Oedipus tries to be an honorable king and defend the welfare of his people, yet he is unaware that he is the cause for his city’s affliction. As a prime example of the tragic hero, Oedipus experiences a quick change in his luck. Aristotle said that a tragic hero would “ change fortune from prosperity to adversity” (Wilkie and hurt 972). Oedipus is described as humanely intelligent and a vigorously active leader”(Wilkie and Hurt 735). Slowly Oedipus begins to realize his fate; the fate that he has lived his life to avoid.
He has spent his life trying to avert the oracles that declared he would kill his father and marry his mother. After running away, Oedipus kills a traveler on the road to Thebes. He would later find out that this traveler was his father. Often times Oedipus would act in order to avoid his fate before thinking about what he was doing. His flaw is that he believes he can run away from or alter the effects of fate. Fate was guarded by the gods and so Oedipus is suggesting that he is capable of functioning without the help or intervention of the gods.
His life displays an awkward possibility that one could kill his father and marry his mother. “Nothing is improbable in the life of a tragic hero”(Wilkie and Hurt 975). The story of a tragic hero is suppose to warn people that even the most pious can have a downfall. Oedipus finds his wife (and mother) hanged and stabs his own eyes out. This depicts Oedipus’s metaphorical blindness throughout the play and now after the realization his physical blindness. Oedipus begins as an extraordinary man and falls by some fault or frailty.

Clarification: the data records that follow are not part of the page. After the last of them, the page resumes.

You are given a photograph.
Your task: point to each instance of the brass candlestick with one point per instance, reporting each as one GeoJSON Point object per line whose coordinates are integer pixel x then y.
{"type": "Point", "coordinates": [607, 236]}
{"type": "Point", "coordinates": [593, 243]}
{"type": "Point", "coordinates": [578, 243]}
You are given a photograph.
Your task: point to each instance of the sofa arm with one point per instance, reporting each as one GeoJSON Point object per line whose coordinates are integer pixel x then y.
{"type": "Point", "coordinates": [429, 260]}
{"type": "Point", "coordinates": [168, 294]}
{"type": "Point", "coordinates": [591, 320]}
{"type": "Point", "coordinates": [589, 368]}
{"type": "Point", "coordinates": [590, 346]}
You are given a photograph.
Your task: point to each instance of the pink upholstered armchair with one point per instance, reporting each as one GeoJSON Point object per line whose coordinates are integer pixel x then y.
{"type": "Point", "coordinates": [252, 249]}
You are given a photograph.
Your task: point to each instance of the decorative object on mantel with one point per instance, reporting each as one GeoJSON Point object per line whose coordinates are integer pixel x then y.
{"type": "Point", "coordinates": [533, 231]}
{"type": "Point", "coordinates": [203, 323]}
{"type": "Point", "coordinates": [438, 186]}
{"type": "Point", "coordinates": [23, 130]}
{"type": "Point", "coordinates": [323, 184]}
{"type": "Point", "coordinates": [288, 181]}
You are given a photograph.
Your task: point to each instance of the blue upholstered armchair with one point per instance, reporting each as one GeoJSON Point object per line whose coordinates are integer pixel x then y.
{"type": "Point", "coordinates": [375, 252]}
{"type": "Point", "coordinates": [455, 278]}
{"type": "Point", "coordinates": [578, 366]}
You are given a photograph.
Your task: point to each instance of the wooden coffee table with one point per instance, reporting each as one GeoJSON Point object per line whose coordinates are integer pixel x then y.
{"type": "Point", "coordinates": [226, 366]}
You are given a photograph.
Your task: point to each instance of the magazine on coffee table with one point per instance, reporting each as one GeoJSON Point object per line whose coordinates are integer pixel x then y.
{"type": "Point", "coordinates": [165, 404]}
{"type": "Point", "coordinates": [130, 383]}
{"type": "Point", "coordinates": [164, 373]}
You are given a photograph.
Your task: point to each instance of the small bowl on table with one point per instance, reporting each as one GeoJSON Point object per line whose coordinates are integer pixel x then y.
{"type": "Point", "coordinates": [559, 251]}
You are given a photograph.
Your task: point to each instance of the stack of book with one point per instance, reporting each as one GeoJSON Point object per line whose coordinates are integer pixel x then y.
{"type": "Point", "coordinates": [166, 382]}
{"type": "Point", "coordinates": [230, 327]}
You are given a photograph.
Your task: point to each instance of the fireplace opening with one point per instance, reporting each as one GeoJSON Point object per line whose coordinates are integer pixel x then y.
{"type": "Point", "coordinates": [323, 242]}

Both characters are strong willed leaders who often times try to take control of too much at one time. They both display strengths and heroic characteristics. Odysseus is the embodiment of the ideal as the epic hero. On the other hand, Oedipus is a good man tested by fate and later comes to his downfall as a tragic hero. Both heroes is told of to teach a lesson to the people, the epic hero gives people a standard which to idealize and the tragic hero gives an example of how fragile life is and how much fate rules our lives. Most of all these characters display the abilities of humans even with imperfections and frailties.